La forza della metafisica classica sta nel mostrare che la potenza, pur non essendo atto, è reale: non un non-essere, ma un modo di essere ordinato all’atto. La debolezza del sistema severiniano, al contrario, sta nel concepire il non-apparire come un modo dell’essere che però, non essendo in alcun rapporto attuale con la manifestazione, è privo di determinatezza. Così, ciò che è detto “eterno” scivola in un limbo che è indistinguibile da un non-essere: un ente che non appare né come atto, né come potenza, ma come assenza. Severino, dunque, confonde due livelli. La potenza non è un “non-apparire”: è un essere in ordine all’apparire in atto. Il non-apparire severiniano non è ordinato a nulla: è semplice sospensione, uscita dalla sfera della presenza. In termini logici, la potenza è un “non-ancora-essere in atto”, mentre il non-apparire è un “non-essere in atto né in potenza”: il primo è principio reale, il secondo è assenza di presenza. Per questo il non-apparire si rivela contraddittorio, mentre la potenza è il segno della contingenza e della partecipazione. Inoltre, la distinzione aristotelico-tomista tra potenza e atto preserva la differenza tra essere assoluto e essere partecipato. Solo Dio, atto puro, non ha potenza. Gli enti finiti, invece, posseggono potenza perché non sono l’essere stesso, ma partecipano all’essere. Severino, eternizzando ogni ente, cancella questa differenza e attribuisce a ciascun ente la perfezione dell’atto puro.

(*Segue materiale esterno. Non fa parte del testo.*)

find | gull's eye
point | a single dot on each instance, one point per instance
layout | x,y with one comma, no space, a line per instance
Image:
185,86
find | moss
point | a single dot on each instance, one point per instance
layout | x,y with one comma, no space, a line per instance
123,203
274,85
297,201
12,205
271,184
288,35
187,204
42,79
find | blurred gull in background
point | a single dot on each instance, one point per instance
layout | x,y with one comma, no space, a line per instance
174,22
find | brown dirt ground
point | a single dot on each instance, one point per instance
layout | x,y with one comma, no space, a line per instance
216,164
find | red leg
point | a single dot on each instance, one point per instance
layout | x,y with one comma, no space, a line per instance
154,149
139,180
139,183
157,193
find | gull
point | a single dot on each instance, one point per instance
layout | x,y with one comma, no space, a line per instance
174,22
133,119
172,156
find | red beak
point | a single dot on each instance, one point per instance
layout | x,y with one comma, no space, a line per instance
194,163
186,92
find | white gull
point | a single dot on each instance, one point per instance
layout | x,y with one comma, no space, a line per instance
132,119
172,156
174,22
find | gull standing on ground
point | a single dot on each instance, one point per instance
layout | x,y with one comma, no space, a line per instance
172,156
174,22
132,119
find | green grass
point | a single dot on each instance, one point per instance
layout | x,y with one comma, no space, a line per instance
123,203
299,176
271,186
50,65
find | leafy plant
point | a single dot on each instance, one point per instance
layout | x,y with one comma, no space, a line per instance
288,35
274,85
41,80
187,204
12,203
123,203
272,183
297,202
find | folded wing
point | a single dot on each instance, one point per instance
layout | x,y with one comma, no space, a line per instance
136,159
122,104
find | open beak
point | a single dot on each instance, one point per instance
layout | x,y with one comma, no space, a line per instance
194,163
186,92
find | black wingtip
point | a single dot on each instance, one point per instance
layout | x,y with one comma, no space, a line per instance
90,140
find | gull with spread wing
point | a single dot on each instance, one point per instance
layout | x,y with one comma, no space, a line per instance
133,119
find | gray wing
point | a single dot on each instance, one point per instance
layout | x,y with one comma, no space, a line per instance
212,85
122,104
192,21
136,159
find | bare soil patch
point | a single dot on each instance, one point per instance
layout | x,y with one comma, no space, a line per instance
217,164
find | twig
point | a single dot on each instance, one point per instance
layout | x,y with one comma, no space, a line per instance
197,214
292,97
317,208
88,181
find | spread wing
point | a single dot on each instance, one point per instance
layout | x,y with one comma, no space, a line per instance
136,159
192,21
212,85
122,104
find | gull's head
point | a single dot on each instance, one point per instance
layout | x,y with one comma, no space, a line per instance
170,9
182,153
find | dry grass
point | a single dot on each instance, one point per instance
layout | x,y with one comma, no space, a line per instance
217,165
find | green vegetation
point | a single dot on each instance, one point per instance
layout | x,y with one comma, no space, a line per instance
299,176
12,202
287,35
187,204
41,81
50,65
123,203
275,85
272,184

Ora, così facendo non solo nega la contingenza, ma dissolve la gerarchia dell’essere, trasformando ogni cosa in un dio. La potenza, dunque, non è nulla e non è riducibile a un “non-apparire”. Essa è positiva realtà dell’ente, principio interno di divenire. L’apparire severiniano, viceversa, presuppone sempre un “non-apparire” che è contraddittorio, perché non ha statuto ontologico distinto dal nulla. L’uno apre al compimento, l’altro scivola nell’indeterminato. È questa la ragione per cui la metafisica classica, lungi dall’essere nichilistica, offre la sola vera difesa dell’essere contro il nulla: mostrare che il divenire è reale senza essere riducibile al nulla, e che solo l’atto puro è assoluta eternità.